Deist and Christian were not categories that excluded each other, at least according to Deists back then. My understanding is that Jefferson in his letters called himself a Christian, although I’m sure many of his contemporaries would have regarded him as a very heterodox one.
Well, there were Christian-friendly deists (like Matthew Tindal) and Christian-unfriendly deists (Tom Paine and Elihu Palmer were in the latter category, as Spooner would be later). Jefferson was (no doubt wisely, given his political ambitions) the kind of deist who said as little as possible, publicly, about Christianity.
Privately, he said that he liked Jesus’ altruistic ethical teachings as a salutary counterbalance to the egoistic tendencies of Greek ethics (which he also liked), and he said that he was a Christian only in the same sense that he was an Epicurean. He rejected the miracles in the Bible as falsehoods, as well as the claim for Jesus of any special religious authority, and regarded much — though not all — of the New Testament as “the fabric of very inferior minds” and/or “ravings of a maniac.”
That set of beliefs would probably be considered as compatible with Christianity by most of my colleagues, and as incompatible with Christianity by most of my students (and most of Jefferson’s contemporaries). It’s hard to know how Jefferson would have positioned himself wrt Christianity if he’d had less ambition. He seems less hostile than Paine et al., but just plain less interested in Christianity than Tindal.

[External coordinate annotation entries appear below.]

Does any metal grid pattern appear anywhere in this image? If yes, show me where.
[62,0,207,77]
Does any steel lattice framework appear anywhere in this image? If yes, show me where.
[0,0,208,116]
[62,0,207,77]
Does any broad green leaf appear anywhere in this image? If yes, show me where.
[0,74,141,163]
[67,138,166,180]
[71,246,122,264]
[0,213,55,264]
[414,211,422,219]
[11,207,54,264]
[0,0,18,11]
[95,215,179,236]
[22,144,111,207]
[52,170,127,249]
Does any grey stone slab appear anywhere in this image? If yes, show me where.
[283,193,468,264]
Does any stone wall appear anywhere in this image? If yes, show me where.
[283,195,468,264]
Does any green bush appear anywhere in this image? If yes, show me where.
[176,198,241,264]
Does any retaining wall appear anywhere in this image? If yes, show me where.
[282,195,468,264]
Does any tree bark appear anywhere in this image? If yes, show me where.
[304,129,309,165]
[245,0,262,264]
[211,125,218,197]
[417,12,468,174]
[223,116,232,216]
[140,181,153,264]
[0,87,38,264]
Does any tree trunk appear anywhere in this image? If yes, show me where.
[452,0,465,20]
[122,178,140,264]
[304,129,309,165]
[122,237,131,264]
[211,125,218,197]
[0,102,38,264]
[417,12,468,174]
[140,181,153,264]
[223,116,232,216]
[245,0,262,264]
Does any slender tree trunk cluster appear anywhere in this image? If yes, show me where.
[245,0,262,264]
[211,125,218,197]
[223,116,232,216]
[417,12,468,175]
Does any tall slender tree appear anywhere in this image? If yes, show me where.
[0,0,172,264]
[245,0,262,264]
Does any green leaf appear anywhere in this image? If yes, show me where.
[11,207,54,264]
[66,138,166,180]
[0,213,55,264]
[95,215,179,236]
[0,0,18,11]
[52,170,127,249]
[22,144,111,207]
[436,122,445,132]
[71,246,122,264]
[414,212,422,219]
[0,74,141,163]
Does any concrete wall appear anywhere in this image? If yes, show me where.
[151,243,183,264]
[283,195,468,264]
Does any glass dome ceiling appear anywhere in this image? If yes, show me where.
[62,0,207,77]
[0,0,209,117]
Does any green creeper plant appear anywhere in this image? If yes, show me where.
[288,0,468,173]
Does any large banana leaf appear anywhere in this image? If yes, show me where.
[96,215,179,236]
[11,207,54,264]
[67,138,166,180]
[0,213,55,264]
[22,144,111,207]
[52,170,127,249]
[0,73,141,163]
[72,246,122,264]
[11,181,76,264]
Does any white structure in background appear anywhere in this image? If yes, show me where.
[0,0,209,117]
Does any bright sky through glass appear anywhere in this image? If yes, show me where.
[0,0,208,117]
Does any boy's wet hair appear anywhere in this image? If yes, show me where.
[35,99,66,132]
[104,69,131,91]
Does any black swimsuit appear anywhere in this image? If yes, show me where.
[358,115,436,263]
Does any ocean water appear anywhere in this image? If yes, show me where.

If most of your colleagues would consider that set of beliefs compatible with Christianity, then shouldn’t they consider most Westerners’ beliefs compatible with Christianity? After all, most Westerners would think that Greek ethics is too egoistic and admire Jesus’ ethical teachings but reject the supernatural elements of Christianity. I’m not unsympathetic to the Jeffersonian attitude, I’m just not sure it’s really compatible with Christianity; after so many centuries, it seems pretty apparent that Christians don’t regard Jesus as Lucretius regarded Epicurus.
Coincidentally, I also doubt that anything worthy of the title of Epicureanism is compatible even with Jefferson’s sense of what it is to be a Christian; Jesus and Epicurus have more in common than most people would suppose, but even on Jefferson’s highly selective understanding of Jesus, there seem to be too many points of irreconcilable conflict.
Really, though, I wanted to comment only to say that you impress me both with your willingness to continue to engage in these kinds of arguments with irrational pseudo-Christian quasi-conservatives and with how well you do it. Bravo.
I think the crucial question for the colleagues in question would be what role the teachings of Jesus play in their lives and thought. If it plays a central and “spiritual” role for some people, and if those people find something meaningful in the God-talk even if they don’t believe in a literal God, then my colleagues would probably accept such people’s self-description as Christian.
I think jefferson did believe in a literal God. But I’m skeptical as to how central a role Jesus’s teachings played in his life and thought.